A lot of people think it’s a good thing to get a big refund check come April 15th, but it’s silly to treat the IRS like a savings account when you’re getting no benefit from your money. If you reduced your withholding and had that money in your hand throughout the year, you could at least put it in a savings account that pays interest and get some kind of return on your investment. The best strategy is to simply send in a check at the end of the year, and only pay exactly what you owe.
If your bank charges overdraft fees, see if you can use an advance from a credit card or savings account to cover any check that might otherwise bounce — if you get hit with a double fee for using another bank’s ATM, take a second to locate a fee-free machine before extracting cash — shop around to avoid charges for a low balance, an excessive number of transactions, or “extra” services. And there’s no reason on earth to pay an annual fee for a credit card, exorbitant rates for foreign transactions, cash advances, or balance transfers.

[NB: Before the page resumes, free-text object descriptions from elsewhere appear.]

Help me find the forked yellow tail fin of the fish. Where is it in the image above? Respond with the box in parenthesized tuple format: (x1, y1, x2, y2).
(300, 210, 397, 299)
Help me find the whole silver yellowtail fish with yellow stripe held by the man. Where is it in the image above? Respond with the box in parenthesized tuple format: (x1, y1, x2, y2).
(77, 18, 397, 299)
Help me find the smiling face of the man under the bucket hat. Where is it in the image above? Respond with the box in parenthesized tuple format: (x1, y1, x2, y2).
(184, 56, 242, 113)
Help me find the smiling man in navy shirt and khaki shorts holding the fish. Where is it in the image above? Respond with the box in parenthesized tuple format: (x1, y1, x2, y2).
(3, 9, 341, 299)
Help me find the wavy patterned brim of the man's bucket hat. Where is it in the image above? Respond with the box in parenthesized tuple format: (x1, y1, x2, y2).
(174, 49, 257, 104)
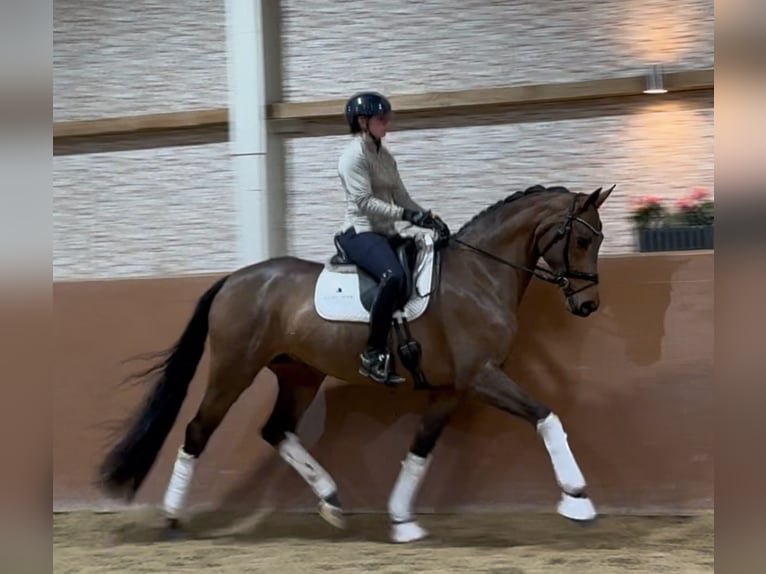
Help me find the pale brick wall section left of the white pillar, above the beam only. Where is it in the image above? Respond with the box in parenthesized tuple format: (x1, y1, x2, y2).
(53, 0, 227, 121)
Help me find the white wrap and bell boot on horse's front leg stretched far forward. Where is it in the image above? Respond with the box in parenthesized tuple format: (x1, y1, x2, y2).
(537, 413, 596, 520)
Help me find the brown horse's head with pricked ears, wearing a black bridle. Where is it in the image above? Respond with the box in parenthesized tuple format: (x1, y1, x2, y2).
(535, 186, 614, 317)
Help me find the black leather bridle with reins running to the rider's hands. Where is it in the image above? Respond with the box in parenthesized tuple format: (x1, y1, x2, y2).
(444, 196, 603, 297)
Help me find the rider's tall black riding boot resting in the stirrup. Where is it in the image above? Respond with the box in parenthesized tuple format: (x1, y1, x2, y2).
(359, 275, 405, 385)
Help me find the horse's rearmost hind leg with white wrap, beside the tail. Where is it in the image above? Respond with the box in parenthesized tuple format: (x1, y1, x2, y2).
(163, 354, 261, 529)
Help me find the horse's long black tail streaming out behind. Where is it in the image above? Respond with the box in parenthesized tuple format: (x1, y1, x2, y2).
(100, 276, 228, 500)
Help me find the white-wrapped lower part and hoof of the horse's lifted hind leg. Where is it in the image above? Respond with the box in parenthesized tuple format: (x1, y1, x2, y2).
(277, 432, 346, 528)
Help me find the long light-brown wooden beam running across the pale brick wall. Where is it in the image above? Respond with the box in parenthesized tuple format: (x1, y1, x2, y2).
(53, 68, 714, 141)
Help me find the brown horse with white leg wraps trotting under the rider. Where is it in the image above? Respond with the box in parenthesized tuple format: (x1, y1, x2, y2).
(98, 185, 615, 543)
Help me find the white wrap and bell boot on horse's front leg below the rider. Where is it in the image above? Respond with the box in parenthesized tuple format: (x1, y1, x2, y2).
(388, 452, 430, 542)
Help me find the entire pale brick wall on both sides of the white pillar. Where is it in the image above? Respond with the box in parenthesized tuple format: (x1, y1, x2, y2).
(53, 0, 714, 279)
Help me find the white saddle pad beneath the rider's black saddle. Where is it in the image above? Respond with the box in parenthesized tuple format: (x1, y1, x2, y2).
(314, 232, 434, 323)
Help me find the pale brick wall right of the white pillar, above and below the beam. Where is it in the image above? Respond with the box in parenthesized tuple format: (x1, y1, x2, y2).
(283, 0, 714, 257)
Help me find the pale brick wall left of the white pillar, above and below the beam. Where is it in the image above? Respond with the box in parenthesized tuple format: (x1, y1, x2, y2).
(53, 0, 237, 280)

Many of the companies with whom you currently do business offer unadvertised discounts, so get in the habit of quizzing them about your options. Can you save on insurance rates by having all of your policies under one carrier? Because you have a smoke detector or car alarm? Will your doctor give you a better price on health care services if you pay cash up front and file with the insurance company yourself? Can you get a break on a monthly service if you pay for a year’s worth in advance? You’ll never know if you don’t ask!